Bush is the big payoff back, but one who can’t pound the ball with enough regularity or success to stay on the field for series after series. Westbrook is the back who runs the ball just enough to stay on the field to allow his pass catching abilities out of the backfield to make it worth it.
Spiller, who is listed at 196 pounds on the Bills depth chart but said after the morning workout he is up to 198, says he’s not worried about any of the talk that he may not be durable enough to be kind of back that warrants such a high pick.
“At the end of the day, everybody puts their pads on the same way,” Spiller said getting the interview rolling with a cliche even a veteran would be proud of. “You can’t question a guy’s heart. You look at (Tennessee’s) Chris Johnson. I’m pretty sure he didn’t play at 200 pounds every game. I’m not worried about that. I won’t let that (talk about questionable durability) discourage me.”
Sounding much wiser than his 22 years, Spiller said comparing his game to anyone else’s game is a bad path.
“Then everyone is just going to be wondering why I wasn’t doing what that guy did,” he said. “My main thing is just go out and do what I have been doing and get better each day.”
MAYBE MAMA TALKED
Michael Oher, who helped make left tackle the position to be in on the offensive line with the Hollywood movie the Blind Side may finally have got there himself in the NFL. Oher started five games at left tackle last season but only with incumbent Jared Gaither injured.
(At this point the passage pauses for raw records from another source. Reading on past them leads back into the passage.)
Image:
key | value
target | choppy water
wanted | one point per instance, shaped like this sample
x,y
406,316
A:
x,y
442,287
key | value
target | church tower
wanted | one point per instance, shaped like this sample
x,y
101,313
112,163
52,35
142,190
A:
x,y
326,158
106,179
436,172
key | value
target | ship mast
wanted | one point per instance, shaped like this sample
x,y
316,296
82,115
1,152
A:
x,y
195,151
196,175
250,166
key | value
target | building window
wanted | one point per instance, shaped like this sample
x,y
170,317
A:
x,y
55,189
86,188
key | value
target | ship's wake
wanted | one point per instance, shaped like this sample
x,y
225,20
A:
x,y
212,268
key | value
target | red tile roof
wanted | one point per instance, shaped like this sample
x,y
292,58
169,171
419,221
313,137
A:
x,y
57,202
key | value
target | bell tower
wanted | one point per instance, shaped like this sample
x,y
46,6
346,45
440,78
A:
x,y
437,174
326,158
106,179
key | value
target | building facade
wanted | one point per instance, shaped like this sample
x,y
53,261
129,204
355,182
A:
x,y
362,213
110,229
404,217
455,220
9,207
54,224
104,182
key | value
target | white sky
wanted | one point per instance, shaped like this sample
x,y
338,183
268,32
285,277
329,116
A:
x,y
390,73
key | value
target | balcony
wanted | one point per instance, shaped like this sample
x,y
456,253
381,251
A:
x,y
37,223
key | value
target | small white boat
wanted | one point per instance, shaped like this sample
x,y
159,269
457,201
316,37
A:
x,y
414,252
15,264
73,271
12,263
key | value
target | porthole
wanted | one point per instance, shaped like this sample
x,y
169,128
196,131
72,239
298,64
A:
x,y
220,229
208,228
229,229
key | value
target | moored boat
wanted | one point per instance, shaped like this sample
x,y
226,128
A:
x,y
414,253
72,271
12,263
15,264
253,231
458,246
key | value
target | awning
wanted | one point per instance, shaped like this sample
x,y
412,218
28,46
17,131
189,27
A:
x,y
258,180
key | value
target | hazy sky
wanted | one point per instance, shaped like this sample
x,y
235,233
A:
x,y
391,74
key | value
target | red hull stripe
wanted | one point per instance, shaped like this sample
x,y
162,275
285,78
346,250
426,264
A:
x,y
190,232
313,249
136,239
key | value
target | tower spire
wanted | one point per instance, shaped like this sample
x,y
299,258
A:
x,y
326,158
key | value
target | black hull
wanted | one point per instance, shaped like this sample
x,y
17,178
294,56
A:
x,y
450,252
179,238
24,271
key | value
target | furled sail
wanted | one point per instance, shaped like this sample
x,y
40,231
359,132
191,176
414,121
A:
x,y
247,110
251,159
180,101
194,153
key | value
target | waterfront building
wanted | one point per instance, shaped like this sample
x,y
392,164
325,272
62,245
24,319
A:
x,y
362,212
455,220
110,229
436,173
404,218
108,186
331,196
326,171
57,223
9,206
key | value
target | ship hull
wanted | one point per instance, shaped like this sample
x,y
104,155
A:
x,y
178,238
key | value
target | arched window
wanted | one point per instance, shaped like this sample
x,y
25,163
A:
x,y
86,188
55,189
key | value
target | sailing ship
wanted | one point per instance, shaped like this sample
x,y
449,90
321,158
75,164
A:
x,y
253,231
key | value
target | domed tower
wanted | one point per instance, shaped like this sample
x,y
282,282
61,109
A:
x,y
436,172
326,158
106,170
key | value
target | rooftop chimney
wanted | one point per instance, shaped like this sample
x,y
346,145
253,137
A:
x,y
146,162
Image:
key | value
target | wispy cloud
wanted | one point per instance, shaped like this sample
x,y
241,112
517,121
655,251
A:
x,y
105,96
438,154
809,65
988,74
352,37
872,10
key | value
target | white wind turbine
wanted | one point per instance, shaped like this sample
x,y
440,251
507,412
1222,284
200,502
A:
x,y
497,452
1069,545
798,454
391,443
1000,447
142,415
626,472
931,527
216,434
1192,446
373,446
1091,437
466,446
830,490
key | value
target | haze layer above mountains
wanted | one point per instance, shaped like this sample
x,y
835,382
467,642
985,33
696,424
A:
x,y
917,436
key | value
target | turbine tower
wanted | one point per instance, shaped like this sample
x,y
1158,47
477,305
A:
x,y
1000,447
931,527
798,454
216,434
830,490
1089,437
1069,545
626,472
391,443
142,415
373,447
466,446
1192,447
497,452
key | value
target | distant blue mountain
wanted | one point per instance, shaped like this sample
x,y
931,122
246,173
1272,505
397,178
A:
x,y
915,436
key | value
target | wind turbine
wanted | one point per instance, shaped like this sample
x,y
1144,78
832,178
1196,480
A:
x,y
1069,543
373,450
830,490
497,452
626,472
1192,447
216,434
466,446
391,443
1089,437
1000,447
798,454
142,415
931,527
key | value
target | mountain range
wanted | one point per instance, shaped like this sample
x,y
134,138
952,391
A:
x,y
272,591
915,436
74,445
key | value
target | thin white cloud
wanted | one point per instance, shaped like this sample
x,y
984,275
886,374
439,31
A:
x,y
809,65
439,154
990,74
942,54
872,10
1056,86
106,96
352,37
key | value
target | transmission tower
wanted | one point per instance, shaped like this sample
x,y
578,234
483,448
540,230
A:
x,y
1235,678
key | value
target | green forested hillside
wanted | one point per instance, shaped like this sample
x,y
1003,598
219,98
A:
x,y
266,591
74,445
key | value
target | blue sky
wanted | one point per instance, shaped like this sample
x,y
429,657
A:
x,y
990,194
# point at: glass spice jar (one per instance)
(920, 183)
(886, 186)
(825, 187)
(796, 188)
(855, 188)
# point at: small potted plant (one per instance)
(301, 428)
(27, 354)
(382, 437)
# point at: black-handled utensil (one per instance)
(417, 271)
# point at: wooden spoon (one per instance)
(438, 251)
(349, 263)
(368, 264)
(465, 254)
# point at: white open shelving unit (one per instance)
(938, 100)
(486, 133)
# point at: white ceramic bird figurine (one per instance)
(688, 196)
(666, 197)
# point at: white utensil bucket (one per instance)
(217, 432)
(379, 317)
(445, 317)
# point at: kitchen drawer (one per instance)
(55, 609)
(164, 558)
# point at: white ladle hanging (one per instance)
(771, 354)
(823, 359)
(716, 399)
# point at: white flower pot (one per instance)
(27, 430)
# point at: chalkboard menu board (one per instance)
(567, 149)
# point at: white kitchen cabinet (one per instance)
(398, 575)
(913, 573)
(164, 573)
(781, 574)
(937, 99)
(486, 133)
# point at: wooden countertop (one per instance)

But at the Ravens’ first mini camp which opened yesterday, Oher was at left and Gaither had moved over to right. Gaither ticked off management when he skipped some earlier off-season conditioning workouts. There are reports that he may even be traded with the Bills reportedly interesting in bringing him in to protect their blind side.
AT THE HALF
Houston Texans LB Brian Cushing, the NFL’s defensive rookie of the year last season, was suspended Friday for four games for violating the league’s performance-enhancing substances policy ... In the hope of mastering Mike Martz’s offence, Jay Cutler is considering reaching out to Kurt Warner and picking the brain of the quarterback who enjoyed the most success playing under the so-called offensive genius. Cutler told the Chicago Tribune he initially texted the former Ram and Cardinal but wants to fully immerse himself in the Martz magic before going more in depth with Warner. The line between football and rocket science gets shorter every season ... Nike stuck with Tiger Woods but it took Nutrisystem only 24 hours to cut Lawrence Taylor.